Lately more than ever now
My mind keeps drifting back in time . . .
And again I find myself dreaming
About the way things might've been.
--Gregg Allman and Dan Toler
Gregg Allman has most certainly earned the right to sing the blues.
Co-founder in the late '60s of the enormously popular and influential Allman Brothers Band, Allman is a man whose life has been shadowed by tragedy and hard times.
The trials have ranged from the motorcycle deaths of two band members (including his brother, guitarist Duane) to four failed marriages (one to Cher) and recurring, highly publicized battles against chemical abuse (including heroin).
When the singer dedicated a song Thursday night at the Palace to bluesman Paul Butterfield --whose death this week in North Hollywood was accompanied by reports of a lengthy struggle against drug abuse--it didn't take a lot of imagination to picture the roles being reversed.
It's a sobering thought, but there weren't many people in rock a decade ago who would have been willing to put much money on the proposition that Allman would make it into the '80s.
Except for the reunion of the Allman Brothers Band in 1979, Allman has faded so far from sight in recent years that many in the Palace audience didn't even know he was still active until he returned to the Top 30 recently with an album titled "I'm No Angel."
When Allman sat at the organ Thursday and started singing in his gravelly, blues-accented voice, you got the feeling that the crowd wasn't just cheering for the music, but also acknowledging his personal struggle.
"I feel good for him," said Zachary Martin, 30, of Wilmington, before the show. "I knew he had a lot of problems, and it it's great to see that he has pulled through."
Allman is delighted to be back in the pop spotlight, but the last thing he wants is sympathy. In an interview earlier this week, he refused to play the part of a victim and to complain about spending the last five years touring in semi-obscurity.
He may sing with half-closed eyes that suggest a man who has known a lot of heartache, but he was clear-eyed, alert and mostly upbeat as he sat in a hotel room.
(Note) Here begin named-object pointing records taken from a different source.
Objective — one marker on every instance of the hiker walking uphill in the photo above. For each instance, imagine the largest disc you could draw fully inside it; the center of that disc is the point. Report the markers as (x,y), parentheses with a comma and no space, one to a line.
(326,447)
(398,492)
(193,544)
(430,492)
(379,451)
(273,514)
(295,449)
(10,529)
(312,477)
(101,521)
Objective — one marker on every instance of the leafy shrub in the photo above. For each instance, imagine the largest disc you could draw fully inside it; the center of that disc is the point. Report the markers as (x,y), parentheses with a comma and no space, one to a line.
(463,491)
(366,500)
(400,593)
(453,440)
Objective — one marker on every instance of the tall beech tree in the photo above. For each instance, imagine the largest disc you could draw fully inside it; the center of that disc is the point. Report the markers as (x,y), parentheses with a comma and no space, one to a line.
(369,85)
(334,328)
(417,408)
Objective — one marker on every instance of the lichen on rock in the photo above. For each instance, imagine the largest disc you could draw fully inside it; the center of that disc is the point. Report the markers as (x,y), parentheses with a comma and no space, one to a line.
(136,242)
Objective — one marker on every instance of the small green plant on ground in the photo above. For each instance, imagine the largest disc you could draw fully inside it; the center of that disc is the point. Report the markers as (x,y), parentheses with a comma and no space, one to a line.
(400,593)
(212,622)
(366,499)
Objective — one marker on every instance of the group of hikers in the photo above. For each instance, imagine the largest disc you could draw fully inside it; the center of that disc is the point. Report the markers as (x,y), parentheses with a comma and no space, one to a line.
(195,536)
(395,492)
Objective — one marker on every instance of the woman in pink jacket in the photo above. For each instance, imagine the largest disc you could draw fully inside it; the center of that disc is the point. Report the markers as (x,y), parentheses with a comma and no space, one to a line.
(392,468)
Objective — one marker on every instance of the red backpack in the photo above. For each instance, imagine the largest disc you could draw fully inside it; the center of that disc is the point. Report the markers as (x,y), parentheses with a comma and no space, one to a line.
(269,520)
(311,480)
"Sure, there have been (difficult times), but I've had lots of good times, too, and that's what I think of when I look back. If I just thought about the bad things, I'd probably be in the rubber room. . . .
"There's a great comfort in the music itself. It's a shame that everybody in life doesn't have something like that . . . so that if they fail in business or get your heart broken . . . you can still play your music. It helps get you through the darkest times. I hope on my death bed that I'm learning a new chord or writing a new song."
There was a time after the "Brothers and Sisters" album in 1973 that the Allman Brothers was the most popular and acclaimed rock band in America, but the band didn't react well to the pressures. For a group whose no-nonsense blues-rock approach had opened the door for other Southern bands in the early '70s, the Allmans got so lost in the excesses of rock that its story stands as a textbook warning to other groups.
About that time, Allman has said, "The money really started pouring in, but the money also brought on problems. You lay a bunch of bread on a man who has never had money and he won't know what to do with it. Ninety-nine times out of 100, he'll blow it foolishly on a whim. We started hiring too many people. We had something like 34 roadies on (the 1975) tour."
Sitting in a modest chain hotel before an appearance Wednesday night at the De Anza Theater in Riverside, Allman--who'll be 40 this December--shook his head when those days were mentioned. He had switched to his manager's room for the interview because the air conditioner in his room wasn't working. Even in this room, the air conditioner was working so poorly that he sat as close as he could to it.
But Allman, who still favors a beard and straight, shoulder-length hair, chose this life style. He was making big bucks again with the reunited Allmans in the early '80s, but he became frustrated over the band's business arrangements.
"That may have been the worst time for me," he said of the final days of the second stint with the Allmans. "The money was still there . . . and the fans, but that didn't impress me. I could tell that none of us were really enjoying it anymore. That's when I decided to form my own band again. It was a big financial sacrifice at the time. I came close to bankruptcy, but it didn't matter. I had to get my music back and my health back."
For the last five years, Allman has played everything from "biker clubs to dinner clubs," averaging about 150 shows a year.